In a basement were hooks about eight feet high on the walls of a room from which captives were bound hands had been hung to strangle to death or be beaten. In a corner was a blood stained club, which landed on a victim's head if he didn't expire fast enough to suit the disciplinarian. Finger nail scratches in the white paint reflected the hopelessness, desperate effort, for the relief from agony. An elevator was used to take bodies, some of them possibly not lifeless, to fire chambers.

Scaffolds

Out in the yard were three scaffolds with a stool underneath one which condemned were stood until ropes had been adjusted. About 20 feet away was a pile of ashed of human bodies, which had not been buried or blown over the immense barbed wire prison enclosure - and adjacent countryside.

While looking at the furnace I met in the crowd of names staring at Americans there was a little fellow, who wrote his name in my notebook. He was 41. In 1943 he was seized with his parents in Czechoslovakia. The mother's whereabouts he did not know. His father had died. I shall never forget the expression on his face when I gave him a chocolate bar.

One Hospital

The hospital was a long, low, barn-like building with four tiers of six-foot shelves on each side. On them men, so thin their backbones showed through their stomachs, lay jammed together under filthy blankets. The stench was sickening. Some patients smiled and in various tongues extended greetings. Others mumbled incoherently through pain or because their minds had snapped. Some lay motionless dying. One expired while we were there.

In the spacious office of the chief medical officer of the SS Schutz Staffel, which in English means "protecting squad" was a lamp shade made of tanned human skin. The lamp hand was made of human bones. In his desk were a number of parchments of tattooed skin taken from bodies of prisoners.

Say 12,000 Russian Slain

A dutch lieutenant, captured when he tried to escape to England, showed us a place, where he said 12,000 Russians one were slain by machine guns in 24 hours. He said 30 American officers had been executed in the crematorium basement and that a princess of Hesse, who incurred the displeasure of the gestapo, had died of gangrene from burns in a harlot's home.
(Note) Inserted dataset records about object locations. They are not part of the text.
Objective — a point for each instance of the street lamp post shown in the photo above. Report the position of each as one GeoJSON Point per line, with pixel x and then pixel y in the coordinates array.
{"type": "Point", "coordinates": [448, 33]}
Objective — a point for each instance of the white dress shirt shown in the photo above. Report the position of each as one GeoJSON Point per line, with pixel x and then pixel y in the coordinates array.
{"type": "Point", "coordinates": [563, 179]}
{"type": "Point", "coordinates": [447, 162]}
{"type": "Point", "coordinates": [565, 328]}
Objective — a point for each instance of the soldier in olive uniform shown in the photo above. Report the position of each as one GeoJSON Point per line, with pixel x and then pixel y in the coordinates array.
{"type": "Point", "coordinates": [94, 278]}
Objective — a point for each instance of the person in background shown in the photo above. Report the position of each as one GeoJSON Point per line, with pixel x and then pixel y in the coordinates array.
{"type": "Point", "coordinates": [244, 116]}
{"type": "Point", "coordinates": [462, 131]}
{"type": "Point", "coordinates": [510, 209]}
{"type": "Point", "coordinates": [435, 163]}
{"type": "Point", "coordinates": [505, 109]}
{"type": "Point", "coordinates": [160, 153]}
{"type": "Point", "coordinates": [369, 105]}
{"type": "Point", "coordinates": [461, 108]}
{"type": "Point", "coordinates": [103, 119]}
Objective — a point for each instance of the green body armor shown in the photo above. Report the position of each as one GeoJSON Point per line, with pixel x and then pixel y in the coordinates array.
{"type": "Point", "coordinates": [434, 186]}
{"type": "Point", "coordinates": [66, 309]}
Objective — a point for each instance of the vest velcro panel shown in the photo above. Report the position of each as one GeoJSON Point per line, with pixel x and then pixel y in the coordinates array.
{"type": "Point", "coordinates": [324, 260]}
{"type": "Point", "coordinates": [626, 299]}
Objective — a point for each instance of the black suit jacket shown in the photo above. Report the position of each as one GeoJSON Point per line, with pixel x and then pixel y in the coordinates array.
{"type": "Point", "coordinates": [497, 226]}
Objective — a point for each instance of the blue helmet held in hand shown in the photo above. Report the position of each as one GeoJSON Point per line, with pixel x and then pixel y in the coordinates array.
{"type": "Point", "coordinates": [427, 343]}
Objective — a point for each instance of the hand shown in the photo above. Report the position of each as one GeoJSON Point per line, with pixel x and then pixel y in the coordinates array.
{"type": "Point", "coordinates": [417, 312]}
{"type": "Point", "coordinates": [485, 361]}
The prisoners worked in a V-2 factory, which American air bombers almost wholly destroyed. Food was insufficient and unpalatable always. A Belgian physician, who had done his best for the suffering, said there had been 5,800 deaths in March and 5,400 in February.

When Lt. Gen. George Patton of the third army saw the camp, he ordered the burgermiester of Weimar to assemble 1,000 citizens of the city, noted for Goethe, Schiller and Listz, to see that they not only toured the prison but witnessed a re-enactment of some of the scenes occurred there. Women screamed and fainted. Others tried to cover their eyes. Many said they wouldn't have believed it.